Our study also revealed a large number of genes (321) with uORFs, which have been implicated in gene regulation (27). In yeast, thus far only 17 genes have been reported to contain uORFs (27). Therefore, our data indicate that uORFs are much more prevalent than previously appreciated, indicating that many genes may be regulated using uORFs. Our finding that many DNA binding proteins contain uORFs suggests that these key regulators are often likely to contain additional mechanisms controlling their regulation. To date only the expression of the GCN4 (13) and CPA1 (28) have been shown to be controlled by uORFs; our results suggest that this mechanism is much more widespread.
Our method of analyzing polyA RNA using fragmentation of yeast cDNA proved useful for defining gene boundaries.
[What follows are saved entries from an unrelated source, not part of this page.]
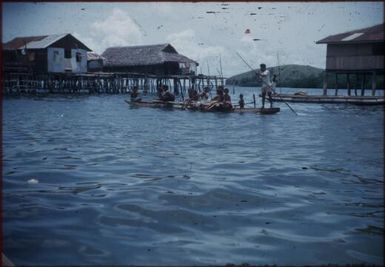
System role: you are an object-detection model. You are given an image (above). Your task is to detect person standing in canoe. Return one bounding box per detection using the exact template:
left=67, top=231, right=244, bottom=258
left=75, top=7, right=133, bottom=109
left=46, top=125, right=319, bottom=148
left=223, top=88, right=233, bottom=110
left=160, top=85, right=175, bottom=101
left=258, top=63, right=273, bottom=108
We have also varied the RNA Seq protocol by preparing RNA lacking ribosomal RNA. Fragmentation of this RNA and then generation of cDNA using random primers followed by Illumina sequencing of the ends revealed more uniform gene coverage. However, the gene boundary definition was not as distinctive for yeast genes and thus the resulting data were not as useful for this study.
In addition to characterizing known yeast genes, we also found evidence for novel transcribed regions of the yeast genome. We find that, overall much (74.5%) of the yeast genome is transcribed. We believe this transcription is not an artifact because of the very low background of RNA-Seq. Moreover, these data are consistent with previous studies in which lacZ insertions lacking an initiation ATG are often expressed even when located in intergenic regions (29, 30). The extensive transcription of the yeast genome allows a significant fraction of the genome to be expressed and therefore is likely to be valuable for the evolutionary selection of novel gene function(31).
Analysis of the intergenic regions reveals that many of them likely form novel transcription units. The exact number of novel transcription units is difficult to determine since it is subject to an arbitrary threshold, but there are at least 487 transcribed regions of high confidence. Of these, 204 have been discovered only by RNA-Seq. Examination of 18 novel transcribed regions using qRT PCR confirms that the majority are expressed, indicating that these regions make bona fide RNAs in yeast.
In conclusion, our novel RNA-Seq method described here allowed us to map the transcriptional landscape of the yeast genome and define for the first time UTRs and many novel transcribed regions. In the future, application of this method should aid in determining precise transcriptional landscape of other genomes, including those of complex mixtures of organisms.
We thank Savithramma Dinesh-Kumar for comments on the manuscript. The work was supported by grants from the NIH and CT Stem Cell Fund.